Yeah, I thought you meant C preprocessor macros or C++ templates. You could write assembler macros, and if you did enough of that you would probably invent C, and then people would make fun of you for it.
EduardoLeon wrote:Philwelch wrote:You could write assembler macros, and if you did enough of that you would probably invent C, and then people would make fun of you for it.
I wouldn't invent C. I'd invent a better C (not C++, which IMHO is a worse C). First of all, no call stack! You define the call data-structure. Second, I'd also define a keyword to mark variables that won't be modified by any other threads. Third, ...
EduardoLeon wrote:Xanthir wrote:In the meantime, your mind has been irreparably poisoned by explicitly statement-oriented languages, so that you can never use a proper functional language correctly; it always feels somehow 'wrong' and unnatural, and you wonder why your programs are slow and ugly when you're just implementing the algorithms the same way you always have.
I can do functional programming. [sarcasm] I've been waiting for a processor that does expression reduction (efficiently, of course) natively for years. When such a processor is commercially viable, I will give up imperative programming, I swear. [/sarcasm]
In my experience, functional programming is a practical tool only to teach lambda calculus. It's not fundamentally "wrong", of course. But reducing a functional specification to the most efficient instruction sequence is an undecidable problem.

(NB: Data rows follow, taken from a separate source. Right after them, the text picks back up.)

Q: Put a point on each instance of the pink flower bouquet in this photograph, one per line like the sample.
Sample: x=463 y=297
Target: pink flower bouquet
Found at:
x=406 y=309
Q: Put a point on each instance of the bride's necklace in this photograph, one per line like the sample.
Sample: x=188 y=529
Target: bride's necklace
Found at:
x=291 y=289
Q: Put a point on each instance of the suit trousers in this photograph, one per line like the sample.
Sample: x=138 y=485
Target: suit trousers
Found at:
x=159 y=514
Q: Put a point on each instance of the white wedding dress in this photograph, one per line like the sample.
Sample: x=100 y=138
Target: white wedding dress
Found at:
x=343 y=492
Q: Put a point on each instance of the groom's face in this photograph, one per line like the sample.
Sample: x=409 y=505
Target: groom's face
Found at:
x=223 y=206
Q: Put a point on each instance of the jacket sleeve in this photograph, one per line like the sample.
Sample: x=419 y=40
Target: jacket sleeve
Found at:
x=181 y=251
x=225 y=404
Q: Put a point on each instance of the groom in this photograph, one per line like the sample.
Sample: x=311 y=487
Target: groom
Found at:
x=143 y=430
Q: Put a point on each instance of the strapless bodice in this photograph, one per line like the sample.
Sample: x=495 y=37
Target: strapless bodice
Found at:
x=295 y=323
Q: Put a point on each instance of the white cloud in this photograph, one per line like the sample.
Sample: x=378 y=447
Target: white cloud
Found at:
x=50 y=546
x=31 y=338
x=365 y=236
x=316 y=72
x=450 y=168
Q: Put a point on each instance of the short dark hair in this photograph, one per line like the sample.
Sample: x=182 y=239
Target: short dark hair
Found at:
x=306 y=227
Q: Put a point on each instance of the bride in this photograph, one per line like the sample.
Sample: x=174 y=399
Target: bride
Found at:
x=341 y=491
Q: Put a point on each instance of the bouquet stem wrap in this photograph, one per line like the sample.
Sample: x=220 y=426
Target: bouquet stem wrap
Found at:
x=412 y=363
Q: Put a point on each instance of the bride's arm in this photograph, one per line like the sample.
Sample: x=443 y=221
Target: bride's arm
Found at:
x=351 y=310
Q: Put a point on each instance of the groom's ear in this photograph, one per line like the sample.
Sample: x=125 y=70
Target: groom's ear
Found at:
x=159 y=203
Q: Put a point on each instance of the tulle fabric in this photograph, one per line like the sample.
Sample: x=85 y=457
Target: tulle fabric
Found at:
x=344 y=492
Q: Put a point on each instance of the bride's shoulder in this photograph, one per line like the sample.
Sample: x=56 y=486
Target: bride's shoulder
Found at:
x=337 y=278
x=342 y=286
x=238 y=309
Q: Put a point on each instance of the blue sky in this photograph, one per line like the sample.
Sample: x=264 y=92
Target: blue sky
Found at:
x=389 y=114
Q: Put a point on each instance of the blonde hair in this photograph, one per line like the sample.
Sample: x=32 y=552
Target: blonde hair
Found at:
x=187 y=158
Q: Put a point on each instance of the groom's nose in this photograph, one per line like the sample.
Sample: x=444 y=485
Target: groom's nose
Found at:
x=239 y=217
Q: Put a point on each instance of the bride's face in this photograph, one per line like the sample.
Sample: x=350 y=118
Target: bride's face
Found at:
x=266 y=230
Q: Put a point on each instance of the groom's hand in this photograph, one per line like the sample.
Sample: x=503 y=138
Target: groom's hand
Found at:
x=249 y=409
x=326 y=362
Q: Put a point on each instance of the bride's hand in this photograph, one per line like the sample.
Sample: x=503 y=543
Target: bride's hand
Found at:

Thus, you can only and at best use heuristics and metaheuristics to *hopefully* reduce your functional specifications to somewhat efficient instruction sequences.
So the moral of the story is... why let a computer that doesn't think reduce the functional specification to its actual implementation, when you, a thinking human, can do it? My answer is that "because it takes less effort" is not a good answer.
[snip more stuff]
sillybear25 wrote:But it's NPH, so it's creepy in the best possible way.

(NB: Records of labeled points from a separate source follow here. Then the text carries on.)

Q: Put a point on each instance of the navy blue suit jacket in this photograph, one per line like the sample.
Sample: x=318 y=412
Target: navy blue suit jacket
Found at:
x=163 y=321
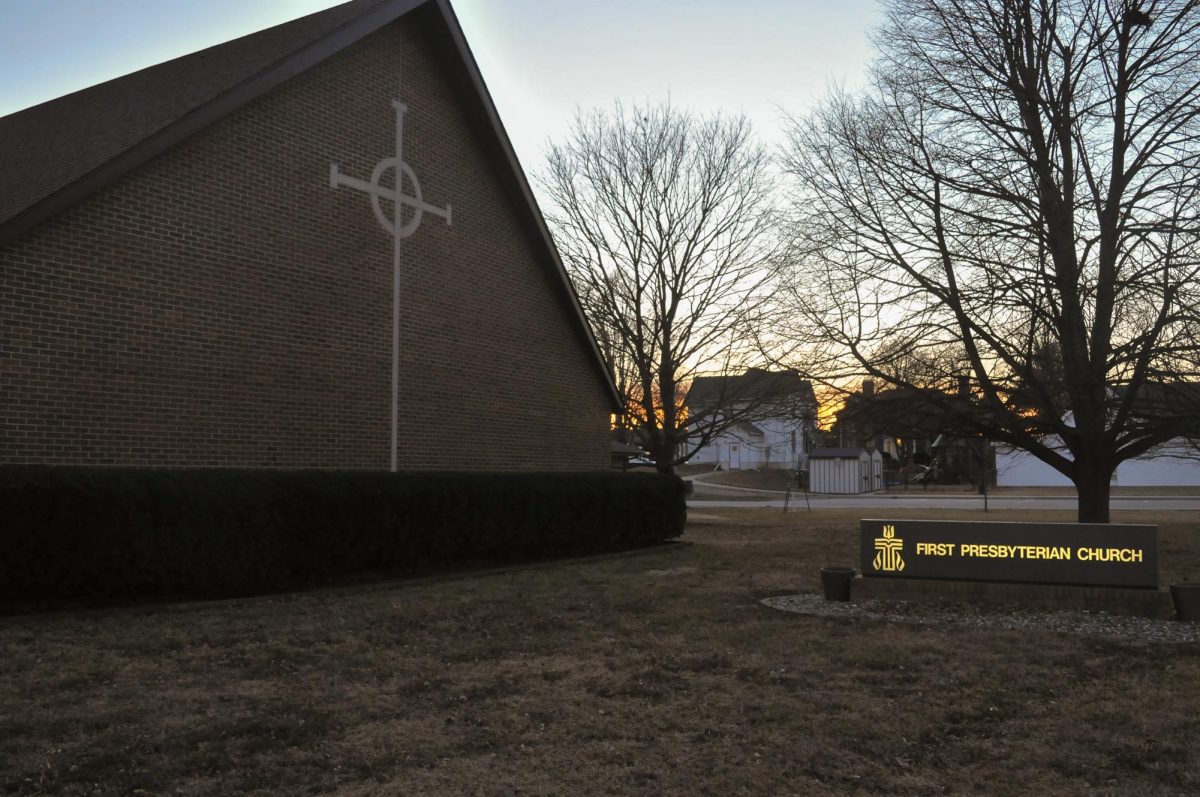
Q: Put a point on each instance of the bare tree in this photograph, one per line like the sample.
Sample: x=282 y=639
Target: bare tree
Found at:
x=1019 y=187
x=663 y=220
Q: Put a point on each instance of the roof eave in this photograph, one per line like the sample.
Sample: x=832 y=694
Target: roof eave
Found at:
x=204 y=115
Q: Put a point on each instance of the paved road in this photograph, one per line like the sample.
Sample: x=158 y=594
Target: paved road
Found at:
x=1134 y=503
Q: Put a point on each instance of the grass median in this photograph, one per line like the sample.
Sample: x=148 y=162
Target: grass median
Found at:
x=643 y=675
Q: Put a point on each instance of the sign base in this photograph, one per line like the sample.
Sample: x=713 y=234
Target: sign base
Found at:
x=1127 y=601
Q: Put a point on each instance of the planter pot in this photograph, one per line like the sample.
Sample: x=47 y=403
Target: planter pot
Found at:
x=1186 y=598
x=835 y=582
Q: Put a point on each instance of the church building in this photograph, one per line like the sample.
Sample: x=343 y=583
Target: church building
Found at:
x=309 y=247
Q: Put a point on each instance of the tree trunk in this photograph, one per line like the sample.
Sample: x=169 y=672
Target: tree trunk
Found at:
x=1093 y=495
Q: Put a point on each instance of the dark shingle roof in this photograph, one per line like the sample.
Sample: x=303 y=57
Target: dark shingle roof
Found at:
x=55 y=154
x=48 y=147
x=754 y=384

Shivahn wrote:I'm in your abstractions, burning your notions of masculinity.
Xanthir wrote:I'm glad that you are a supergenius who can hold every detail of your programs in your head at once, and write code so bug-free that other humans have no need to look at it, let alone correct it.
Most of us are not and do not. We take whatever cognitive shortcuts we can get to make programming as simple as possible, because this shit really is pretty fucking hard.
Xanthir wrote:More details are involved in programming a complex application than in any other engineering project on the planet, and people being macho about it are the reason that we have the highest failure rate of any engineering discipline in the world.
Xanthir wrote:I measure my progress in terms of LOC *not* written - every line saved is a line that can't cause bugs or complicate my mental model.
Xanthir wrote:I value turning in a better-functioning product over one that might run more efficiently but that is ruinously complex and thus can't be extended easily. Making my programming take less effort really is a valuable goal, because the amount of effort I can put forth is a finite quantity and I'd rather convert it into a program using higher-octane fuel.